I also noted with alarm the presence and influence of some of our brothers from the Arab world, who try to bring to Bosnia a rigorist and exclusivist understanding of Islam which is alien to Balkan Islam, and can have no true future in today’s pluralistic and sophisticated world. One of Islam’s sources of strength is its cultural diversity: Malaysians have their own style of Islam, so do Turks, Nigerians, Uzbeks, and so on. The Arab aid workers should not imagine that the Bosnian Muslims can become Arab Muslims. Their cultural context is quite different. And there is a danger, I feel, that the intensity and narrow-mindedness of some Middle Eastern aid workers will in fact frighten young Bosnians away from Islam, rather than bring them back to it. The Bosniaks have their own very fine style of being Muslim, as expounded by men such as Mustafa Ceric and Ismet Spahic, and have a right to be proud of their identity.

The future of Bosnia, as an island of Muslim toleration in a bigoted corner of Europe, will depend on many things. But most importantly, it will depend on the continued state of readiness of the Bosnian Army.

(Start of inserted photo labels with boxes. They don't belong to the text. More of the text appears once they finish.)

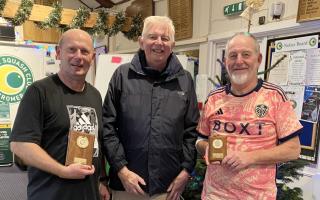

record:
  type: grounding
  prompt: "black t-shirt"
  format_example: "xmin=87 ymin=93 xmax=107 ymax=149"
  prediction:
xmin=10 ymin=75 xmax=102 ymax=200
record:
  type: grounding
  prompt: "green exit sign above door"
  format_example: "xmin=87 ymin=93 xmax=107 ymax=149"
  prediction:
xmin=223 ymin=1 xmax=245 ymax=15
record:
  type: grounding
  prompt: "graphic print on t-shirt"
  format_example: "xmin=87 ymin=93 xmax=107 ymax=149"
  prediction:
xmin=67 ymin=105 xmax=98 ymax=157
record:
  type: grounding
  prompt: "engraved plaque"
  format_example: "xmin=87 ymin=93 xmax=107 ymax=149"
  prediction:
xmin=208 ymin=135 xmax=227 ymax=163
xmin=65 ymin=131 xmax=95 ymax=166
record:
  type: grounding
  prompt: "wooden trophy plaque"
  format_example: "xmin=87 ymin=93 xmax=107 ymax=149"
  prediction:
xmin=208 ymin=135 xmax=227 ymax=163
xmin=65 ymin=131 xmax=95 ymax=166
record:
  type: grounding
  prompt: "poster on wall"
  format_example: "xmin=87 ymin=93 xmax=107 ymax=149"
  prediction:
xmin=0 ymin=43 xmax=45 ymax=166
xmin=265 ymin=33 xmax=320 ymax=164
xmin=0 ymin=122 xmax=13 ymax=166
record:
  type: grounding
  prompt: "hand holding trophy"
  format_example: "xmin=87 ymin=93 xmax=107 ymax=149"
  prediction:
xmin=208 ymin=134 xmax=227 ymax=163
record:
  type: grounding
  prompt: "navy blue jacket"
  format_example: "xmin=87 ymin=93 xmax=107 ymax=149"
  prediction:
xmin=103 ymin=51 xmax=199 ymax=195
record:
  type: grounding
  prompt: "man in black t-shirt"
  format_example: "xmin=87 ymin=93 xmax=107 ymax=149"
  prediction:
xmin=10 ymin=29 xmax=109 ymax=200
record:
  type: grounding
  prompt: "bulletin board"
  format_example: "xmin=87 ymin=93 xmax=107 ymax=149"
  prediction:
xmin=264 ymin=32 xmax=320 ymax=163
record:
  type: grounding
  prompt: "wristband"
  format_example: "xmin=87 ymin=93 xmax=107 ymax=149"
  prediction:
xmin=99 ymin=176 xmax=109 ymax=182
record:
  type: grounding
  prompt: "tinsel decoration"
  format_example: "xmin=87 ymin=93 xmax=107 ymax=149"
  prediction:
xmin=108 ymin=12 xmax=126 ymax=37
xmin=122 ymin=13 xmax=143 ymax=41
xmin=6 ymin=0 xmax=33 ymax=26
xmin=0 ymin=0 xmax=7 ymax=17
xmin=69 ymin=6 xmax=90 ymax=29
xmin=277 ymin=160 xmax=309 ymax=200
xmin=34 ymin=1 xmax=62 ymax=30
xmin=92 ymin=9 xmax=109 ymax=35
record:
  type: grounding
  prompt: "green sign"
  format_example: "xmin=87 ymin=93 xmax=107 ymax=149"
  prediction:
xmin=0 ymin=123 xmax=13 ymax=166
xmin=223 ymin=1 xmax=245 ymax=15
xmin=0 ymin=55 xmax=33 ymax=103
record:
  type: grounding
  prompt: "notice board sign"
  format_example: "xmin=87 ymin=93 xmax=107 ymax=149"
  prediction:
xmin=297 ymin=0 xmax=320 ymax=22
xmin=168 ymin=0 xmax=193 ymax=40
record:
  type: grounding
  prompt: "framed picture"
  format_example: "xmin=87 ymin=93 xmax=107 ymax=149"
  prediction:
xmin=94 ymin=45 xmax=108 ymax=64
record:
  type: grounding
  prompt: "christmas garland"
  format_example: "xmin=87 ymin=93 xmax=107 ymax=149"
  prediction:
xmin=69 ymin=6 xmax=90 ymax=29
xmin=34 ymin=1 xmax=62 ymax=29
xmin=0 ymin=0 xmax=143 ymax=40
xmin=0 ymin=0 xmax=7 ymax=17
xmin=122 ymin=13 xmax=143 ymax=41
xmin=6 ymin=0 xmax=33 ymax=26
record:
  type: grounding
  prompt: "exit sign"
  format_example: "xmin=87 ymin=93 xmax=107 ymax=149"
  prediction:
xmin=223 ymin=1 xmax=245 ymax=15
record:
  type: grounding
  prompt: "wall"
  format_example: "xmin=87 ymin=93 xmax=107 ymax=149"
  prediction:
xmin=109 ymin=0 xmax=212 ymax=76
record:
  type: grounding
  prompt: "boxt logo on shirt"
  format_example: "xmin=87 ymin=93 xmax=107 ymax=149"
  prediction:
xmin=0 ymin=55 xmax=33 ymax=103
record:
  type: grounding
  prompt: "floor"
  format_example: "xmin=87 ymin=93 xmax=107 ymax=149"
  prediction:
xmin=0 ymin=165 xmax=28 ymax=200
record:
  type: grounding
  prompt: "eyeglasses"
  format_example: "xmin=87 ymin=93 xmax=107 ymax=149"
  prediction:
xmin=147 ymin=34 xmax=170 ymax=42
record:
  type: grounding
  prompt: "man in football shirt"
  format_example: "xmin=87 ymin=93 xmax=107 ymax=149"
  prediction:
xmin=196 ymin=33 xmax=302 ymax=200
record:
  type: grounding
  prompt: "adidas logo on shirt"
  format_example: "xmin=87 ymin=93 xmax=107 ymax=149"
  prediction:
xmin=215 ymin=108 xmax=223 ymax=115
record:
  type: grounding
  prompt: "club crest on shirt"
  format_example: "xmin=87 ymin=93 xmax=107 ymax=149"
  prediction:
xmin=255 ymin=104 xmax=269 ymax=118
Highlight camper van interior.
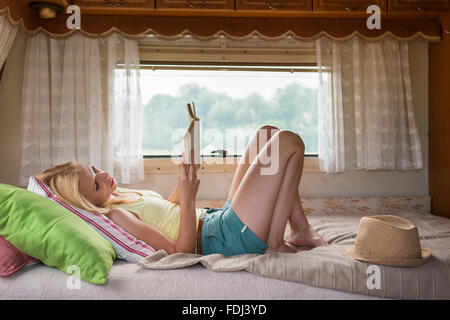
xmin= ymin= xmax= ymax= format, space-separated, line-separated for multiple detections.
xmin=0 ymin=0 xmax=450 ymax=300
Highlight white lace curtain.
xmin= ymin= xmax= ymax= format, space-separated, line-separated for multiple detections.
xmin=316 ymin=37 xmax=423 ymax=172
xmin=21 ymin=33 xmax=144 ymax=184
xmin=0 ymin=14 xmax=17 ymax=70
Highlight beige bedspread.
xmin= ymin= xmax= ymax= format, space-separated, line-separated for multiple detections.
xmin=138 ymin=197 xmax=450 ymax=299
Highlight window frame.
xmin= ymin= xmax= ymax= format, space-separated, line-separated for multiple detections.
xmin=140 ymin=43 xmax=320 ymax=174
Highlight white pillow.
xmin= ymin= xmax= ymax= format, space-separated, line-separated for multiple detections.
xmin=27 ymin=177 xmax=155 ymax=262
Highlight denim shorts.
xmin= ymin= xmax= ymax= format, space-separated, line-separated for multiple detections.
xmin=201 ymin=200 xmax=268 ymax=256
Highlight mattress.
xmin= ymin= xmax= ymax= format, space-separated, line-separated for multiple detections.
xmin=0 ymin=197 xmax=444 ymax=300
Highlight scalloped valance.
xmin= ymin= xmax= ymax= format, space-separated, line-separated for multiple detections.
xmin=0 ymin=0 xmax=441 ymax=41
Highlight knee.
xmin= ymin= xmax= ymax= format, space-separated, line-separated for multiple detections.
xmin=278 ymin=130 xmax=305 ymax=152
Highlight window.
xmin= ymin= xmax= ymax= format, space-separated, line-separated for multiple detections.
xmin=141 ymin=37 xmax=318 ymax=162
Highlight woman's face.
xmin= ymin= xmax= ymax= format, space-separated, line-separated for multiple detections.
xmin=77 ymin=164 xmax=117 ymax=207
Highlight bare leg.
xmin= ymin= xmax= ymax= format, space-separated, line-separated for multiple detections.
xmin=231 ymin=130 xmax=304 ymax=252
xmin=228 ymin=125 xmax=327 ymax=247
xmin=288 ymin=193 xmax=328 ymax=247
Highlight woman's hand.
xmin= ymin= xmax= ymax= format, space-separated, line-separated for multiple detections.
xmin=177 ymin=151 xmax=200 ymax=205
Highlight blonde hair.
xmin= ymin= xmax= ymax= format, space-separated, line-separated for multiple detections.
xmin=41 ymin=161 xmax=135 ymax=214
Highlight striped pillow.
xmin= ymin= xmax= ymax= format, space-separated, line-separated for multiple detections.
xmin=27 ymin=177 xmax=155 ymax=262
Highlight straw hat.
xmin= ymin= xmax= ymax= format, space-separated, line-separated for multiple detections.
xmin=342 ymin=215 xmax=431 ymax=267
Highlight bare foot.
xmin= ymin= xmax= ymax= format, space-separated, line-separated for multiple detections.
xmin=264 ymin=242 xmax=308 ymax=253
xmin=287 ymin=226 xmax=328 ymax=248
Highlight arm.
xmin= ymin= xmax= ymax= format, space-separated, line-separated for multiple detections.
xmin=175 ymin=154 xmax=200 ymax=252
xmin=107 ymin=155 xmax=200 ymax=254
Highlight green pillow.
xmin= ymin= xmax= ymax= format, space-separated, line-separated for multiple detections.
xmin=0 ymin=184 xmax=116 ymax=284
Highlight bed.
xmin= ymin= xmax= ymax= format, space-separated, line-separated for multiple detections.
xmin=0 ymin=196 xmax=450 ymax=300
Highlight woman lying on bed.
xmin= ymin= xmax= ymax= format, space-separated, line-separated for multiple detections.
xmin=36 ymin=126 xmax=327 ymax=256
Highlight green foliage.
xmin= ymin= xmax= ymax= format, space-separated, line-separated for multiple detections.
xmin=143 ymin=82 xmax=318 ymax=154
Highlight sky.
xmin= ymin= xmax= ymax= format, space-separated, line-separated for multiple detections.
xmin=141 ymin=69 xmax=318 ymax=105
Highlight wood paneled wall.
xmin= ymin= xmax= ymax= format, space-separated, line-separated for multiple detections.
xmin=429 ymin=16 xmax=450 ymax=218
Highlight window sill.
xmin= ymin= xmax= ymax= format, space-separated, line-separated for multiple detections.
xmin=144 ymin=157 xmax=320 ymax=174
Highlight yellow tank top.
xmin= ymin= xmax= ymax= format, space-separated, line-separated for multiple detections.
xmin=111 ymin=188 xmax=202 ymax=241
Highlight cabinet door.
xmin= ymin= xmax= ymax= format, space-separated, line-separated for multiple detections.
xmin=314 ymin=0 xmax=387 ymax=12
xmin=73 ymin=0 xmax=155 ymax=8
xmin=156 ymin=0 xmax=234 ymax=10
xmin=236 ymin=0 xmax=312 ymax=11
xmin=389 ymin=0 xmax=450 ymax=12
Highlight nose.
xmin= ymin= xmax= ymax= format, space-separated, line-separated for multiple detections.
xmin=97 ymin=171 xmax=110 ymax=179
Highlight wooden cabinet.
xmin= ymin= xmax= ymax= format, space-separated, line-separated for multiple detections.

If the Jews had had an army in 1939, and had been fighting for their lives, the Holocaust might never have happened. If the Chechens had been better armed in 1994, they might now have won their independence. The sad lesson is that non-Christian minorities in Europe, given the absence of a medieval tradition of tolerance, must be constantly on their guard. In 1992, the Bosniaks were caught by surprise, having believed the silly rhetoric of the EU and the UN about the inalienable rights of small peoples. They are wiser now; and in a stronger position. I have every confidence that they will weather the storms which still await them, and become a model of Muslim decency, hospitality and tolerance.